The mercenaries had gathered in Phuket, a tropical resort island off the west coast of Thailand, to discuss a job. They were supposed to safeguard 300 kilos of Colombian cocaine on its way from the Bahamas to New York and kill two people: One a DEA agent, the other his snitch, a ship’s captain who was leaking information about drug loads. Joseph Hunter, a burly former US Army drill sergeant nicknamed Rambo, briefed them on the assignment.
“It’s just like a military mission,” Hunter told the men, four ex-snipers from the US, German, and Polish armed forces. “This is real shit. You know, you see everything. You see James Bond in the movie and you’re saying, ‘Oh, I can do that.’ Well, you’re gonna do it now. Everything you see, or you’ve thought about, you’re gonna do.”
Hunter made sure the men knew what they were getting into, warning them about the consequences of stealing from their new employer.
“If you steal money,” he said, “they’re gonna kill you.”
The problem, Hunter explained, was that there were always people in their line of work who got greedy. He’d heard guys promise not to steal before, only for them to find a pile of cash and give into the impulse to take it and disappear.
“If they don’t find you, they’re gonna get your family,” Hunter said. “They’re gonna get your children, your mother, your father. I don’t know. Whoever they can get, they’re gonna get. ‘Cause yeah, you might be able to run and you might be able to hide, but they’re gonna get somebody. Everybody says that [they won’t steal] and a lot of people steal fucking money. When you’re standing there with a fucking million dollars, you’re like, ‘I can just take this million dollars and go away.'”

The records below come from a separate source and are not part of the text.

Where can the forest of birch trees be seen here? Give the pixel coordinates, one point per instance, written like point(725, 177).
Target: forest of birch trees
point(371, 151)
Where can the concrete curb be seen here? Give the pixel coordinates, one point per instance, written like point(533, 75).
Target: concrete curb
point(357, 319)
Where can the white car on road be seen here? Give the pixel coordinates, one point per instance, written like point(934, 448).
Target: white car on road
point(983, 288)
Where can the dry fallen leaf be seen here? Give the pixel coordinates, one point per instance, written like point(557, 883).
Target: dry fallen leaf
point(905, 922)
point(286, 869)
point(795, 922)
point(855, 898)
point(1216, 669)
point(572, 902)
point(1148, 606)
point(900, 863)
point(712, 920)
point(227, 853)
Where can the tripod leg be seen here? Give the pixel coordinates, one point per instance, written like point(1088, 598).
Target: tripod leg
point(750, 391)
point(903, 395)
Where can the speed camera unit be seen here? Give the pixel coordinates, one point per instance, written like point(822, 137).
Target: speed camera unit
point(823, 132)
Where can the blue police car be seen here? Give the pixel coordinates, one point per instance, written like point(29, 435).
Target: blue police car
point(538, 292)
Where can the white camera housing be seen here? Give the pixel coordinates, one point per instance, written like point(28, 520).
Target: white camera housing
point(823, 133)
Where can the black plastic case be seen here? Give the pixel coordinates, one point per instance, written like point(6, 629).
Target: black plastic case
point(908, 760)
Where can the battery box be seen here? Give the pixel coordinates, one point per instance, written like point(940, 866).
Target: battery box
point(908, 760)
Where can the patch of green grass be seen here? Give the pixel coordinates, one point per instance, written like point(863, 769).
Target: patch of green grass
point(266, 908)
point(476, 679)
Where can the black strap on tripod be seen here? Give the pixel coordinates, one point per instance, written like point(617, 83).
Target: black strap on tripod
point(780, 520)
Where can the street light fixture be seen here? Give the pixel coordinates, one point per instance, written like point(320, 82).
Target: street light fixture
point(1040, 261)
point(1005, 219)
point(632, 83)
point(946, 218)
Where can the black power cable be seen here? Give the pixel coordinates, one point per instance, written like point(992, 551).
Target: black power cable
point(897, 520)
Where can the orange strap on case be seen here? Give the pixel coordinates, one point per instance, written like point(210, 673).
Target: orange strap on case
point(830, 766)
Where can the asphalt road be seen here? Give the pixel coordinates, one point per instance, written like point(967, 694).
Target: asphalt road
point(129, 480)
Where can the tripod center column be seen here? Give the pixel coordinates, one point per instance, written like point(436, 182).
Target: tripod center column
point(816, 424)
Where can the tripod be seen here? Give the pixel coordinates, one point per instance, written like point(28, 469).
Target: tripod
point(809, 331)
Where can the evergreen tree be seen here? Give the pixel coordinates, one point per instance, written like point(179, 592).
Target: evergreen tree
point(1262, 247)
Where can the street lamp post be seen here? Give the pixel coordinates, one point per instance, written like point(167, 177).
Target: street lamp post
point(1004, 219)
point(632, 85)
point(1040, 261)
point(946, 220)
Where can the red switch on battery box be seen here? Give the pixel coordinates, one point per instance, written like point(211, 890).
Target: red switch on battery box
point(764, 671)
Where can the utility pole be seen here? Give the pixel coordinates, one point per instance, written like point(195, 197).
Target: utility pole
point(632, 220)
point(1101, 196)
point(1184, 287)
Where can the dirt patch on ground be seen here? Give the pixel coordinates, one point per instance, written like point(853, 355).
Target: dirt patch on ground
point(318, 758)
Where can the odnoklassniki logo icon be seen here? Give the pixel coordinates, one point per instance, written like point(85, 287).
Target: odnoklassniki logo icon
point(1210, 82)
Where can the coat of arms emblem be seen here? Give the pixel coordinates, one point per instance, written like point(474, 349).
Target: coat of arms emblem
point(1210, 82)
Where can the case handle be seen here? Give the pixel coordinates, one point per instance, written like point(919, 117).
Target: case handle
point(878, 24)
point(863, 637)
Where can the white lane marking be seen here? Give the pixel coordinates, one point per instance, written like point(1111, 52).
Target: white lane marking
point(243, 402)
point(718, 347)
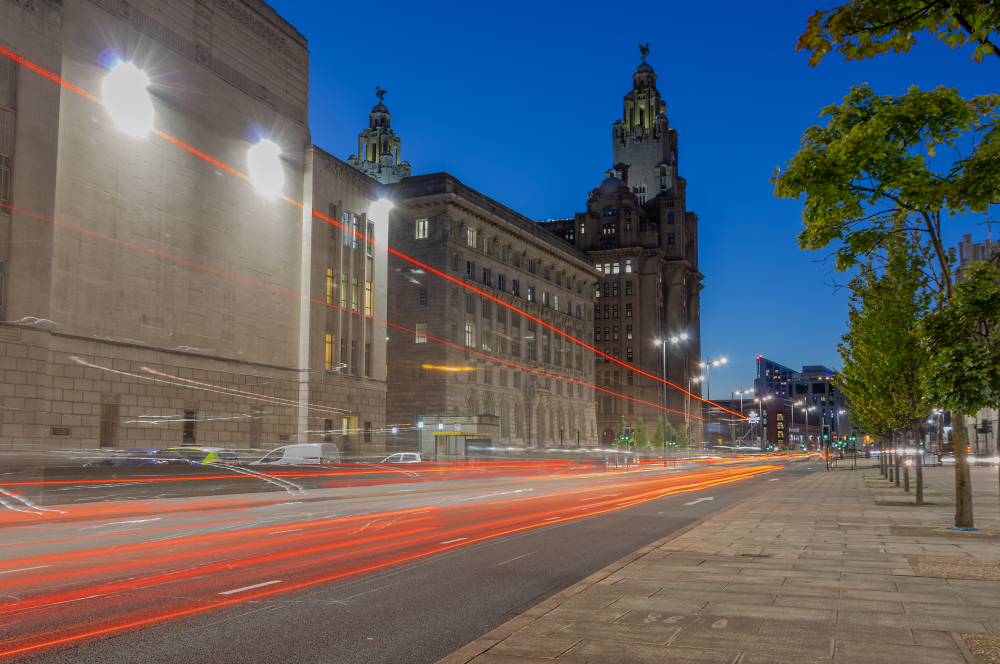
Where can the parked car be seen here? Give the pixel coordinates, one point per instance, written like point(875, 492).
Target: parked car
point(303, 454)
point(200, 456)
point(408, 457)
point(142, 457)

To hammer home the point, Hunter told them stories: How he’d once shot a guy in the hand, waterboarded another, and thrown a third overboard at sea to recover stolen money. He bragged about how easy it was to get away with murder in Africa. “It’s not like CSI,” he joked. “They don’t have all that shit.” Sometimes, instead of killing, his boss just set people up for prison. He’d done it before in the Philippines, where they had cops on their payroll.
“My boss, he doesn’t kill everybody, because it’s just not worth the trouble sometimes,” Hunter said. “But if you take, he does kill people.”
What Hunter didn’t know at that moment was that his boss had sold him out. With his help, the DEA was listening in on the conversation. US agents and Thai authorities had rigged the Phuket house with video and audio recording equipment. The Colombian drug lords who had offered Hunter the job were really undercover DEA operatives posing as narcos. The cocaine shipment and double-murder plot were pure fiction, part of an elaborate sting operation.
Hunter pleaded guilty in February 2015 to drug, weapons, and murder-for-hire charges. He is scheduled to be sentenced May 16 in federal court in Manhattan — sentencing has already been pushed back on several occasions — where he faces a minimum of 10 years in prison.
But while Hunter will be locked up for at least the next decade, the situation with his boss — the man supposedly calling the shots on those kidnappings and murders Hunter boasted about — remains something of a mystery.